Mister Rogers Remixed

If you grew up watching Mister Rogers’ Neighborhood then I think that you will enjoy this video. It’s really well done and brings back so many memories of watching his show and wondering what he was going to show you next. I always loved it when he showed you how things were made.

Another program that I enjoyed when I was young was Mr. Dressup. I guess that this was a Canadian program because most of my friends have never heard of it. I grew up close to the Canadian border and so that’s the PBS channel that we could get on our TV. I loved Mr. Dressup, his ‘son’ Casey and Casey’s dog, Finnigan. Sure, Casey and Finnigan were puppets, but that didn’t matter to me.

I heard a story the other day that made me sad, and also made me think about Mr. Rogers and Mr. Dressup. This kind of relates to my post from yesterday. An older gentleman was tossed out of a Barnes and Noble after a female customer complained because he was sitting by himself in the childrens’ section talking on his phone. He had been in there shopping for his grandchildren when his phone rang and he had to take the call. Since when has it become illegal for a man to be shopping in the childrens’ section by himself? Yes, there are child molesters out there and bad things can happen, but does that mean we should condemn every single man who shops in the childrens’ section by himself?
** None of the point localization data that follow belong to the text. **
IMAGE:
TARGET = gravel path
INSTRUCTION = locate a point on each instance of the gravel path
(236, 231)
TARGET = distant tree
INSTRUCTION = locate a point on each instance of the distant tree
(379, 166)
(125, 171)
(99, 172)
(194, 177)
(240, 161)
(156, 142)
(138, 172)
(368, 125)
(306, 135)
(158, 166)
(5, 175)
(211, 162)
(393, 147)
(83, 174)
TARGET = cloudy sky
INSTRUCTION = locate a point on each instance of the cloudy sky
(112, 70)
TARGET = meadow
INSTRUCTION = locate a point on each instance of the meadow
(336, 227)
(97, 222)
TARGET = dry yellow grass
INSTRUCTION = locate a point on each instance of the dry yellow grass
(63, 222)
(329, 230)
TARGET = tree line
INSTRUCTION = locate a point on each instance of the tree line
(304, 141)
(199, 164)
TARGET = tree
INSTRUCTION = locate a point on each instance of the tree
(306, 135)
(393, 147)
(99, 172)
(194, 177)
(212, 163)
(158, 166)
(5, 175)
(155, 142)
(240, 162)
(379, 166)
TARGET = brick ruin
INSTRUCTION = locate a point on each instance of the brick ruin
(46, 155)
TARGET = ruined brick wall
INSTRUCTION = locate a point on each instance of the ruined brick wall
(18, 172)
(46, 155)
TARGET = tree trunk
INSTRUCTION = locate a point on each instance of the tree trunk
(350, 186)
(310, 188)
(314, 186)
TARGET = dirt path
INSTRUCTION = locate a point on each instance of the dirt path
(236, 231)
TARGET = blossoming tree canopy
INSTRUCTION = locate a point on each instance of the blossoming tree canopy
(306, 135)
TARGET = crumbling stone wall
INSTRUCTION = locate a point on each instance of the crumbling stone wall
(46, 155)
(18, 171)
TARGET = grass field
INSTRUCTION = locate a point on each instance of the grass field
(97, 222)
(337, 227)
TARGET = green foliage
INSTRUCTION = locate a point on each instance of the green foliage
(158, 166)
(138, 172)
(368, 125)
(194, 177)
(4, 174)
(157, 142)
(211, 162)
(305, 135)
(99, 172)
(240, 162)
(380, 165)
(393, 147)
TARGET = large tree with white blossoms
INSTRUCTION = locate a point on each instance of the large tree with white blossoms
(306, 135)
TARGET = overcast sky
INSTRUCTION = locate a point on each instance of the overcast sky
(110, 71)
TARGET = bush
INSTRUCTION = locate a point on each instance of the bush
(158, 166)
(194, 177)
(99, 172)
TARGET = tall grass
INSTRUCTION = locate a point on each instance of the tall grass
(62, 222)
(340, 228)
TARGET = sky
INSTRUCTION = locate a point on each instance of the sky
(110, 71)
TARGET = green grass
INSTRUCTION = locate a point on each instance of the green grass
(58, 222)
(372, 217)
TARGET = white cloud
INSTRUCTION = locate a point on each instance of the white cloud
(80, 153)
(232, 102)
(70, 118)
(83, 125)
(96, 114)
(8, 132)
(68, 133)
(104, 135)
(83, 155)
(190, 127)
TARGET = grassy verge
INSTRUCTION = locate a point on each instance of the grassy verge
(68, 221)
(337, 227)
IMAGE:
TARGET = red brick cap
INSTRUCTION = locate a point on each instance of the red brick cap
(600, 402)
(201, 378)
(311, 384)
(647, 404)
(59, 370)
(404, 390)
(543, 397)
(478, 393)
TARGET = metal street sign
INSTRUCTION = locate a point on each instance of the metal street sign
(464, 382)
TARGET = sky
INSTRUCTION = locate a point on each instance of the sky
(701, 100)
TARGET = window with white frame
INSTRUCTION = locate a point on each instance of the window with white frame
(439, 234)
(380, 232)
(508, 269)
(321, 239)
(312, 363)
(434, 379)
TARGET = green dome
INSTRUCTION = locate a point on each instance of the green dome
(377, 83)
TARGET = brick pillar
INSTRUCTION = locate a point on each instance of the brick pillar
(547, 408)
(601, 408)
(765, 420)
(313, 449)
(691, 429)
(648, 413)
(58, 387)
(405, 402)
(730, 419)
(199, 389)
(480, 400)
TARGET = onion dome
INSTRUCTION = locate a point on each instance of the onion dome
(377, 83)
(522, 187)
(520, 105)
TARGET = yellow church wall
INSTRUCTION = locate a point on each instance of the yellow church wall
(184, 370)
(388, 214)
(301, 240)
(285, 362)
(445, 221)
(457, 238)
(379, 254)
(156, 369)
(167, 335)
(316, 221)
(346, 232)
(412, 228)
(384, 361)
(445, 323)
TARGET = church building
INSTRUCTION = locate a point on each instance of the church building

Would we automatically assume that a woman who was shopping alone in the hunting section of the bookstore was looking for ways to kill somebody? Would she be kicked out of the store? Absolutely not.

I hate to break it to you, but child molesters aren’t found only in bookstores. Does that mean we should look suspiciously on any man who takes an interest in children? Do we look suspiciously on any woman who takes an interest in children? Nope. It’s her maternal instinct, we say. So why should we persecute men? We don’t treat every guy in a bar who buys a woman a drink like he’s a rapist. How do we know that he’s not going to put the date rape drug into her drink? If we kick single men out of the childrens’ section of a bookstore shouldn’t we also kick college-aged males out of bars where college-aged females are socializing? Why do we have the double standards? It all sickens me. It’s not fair, and I don’t know how to fix it, but maybe we shouldn’t automatically judge a person based on what little we know of their circumstances.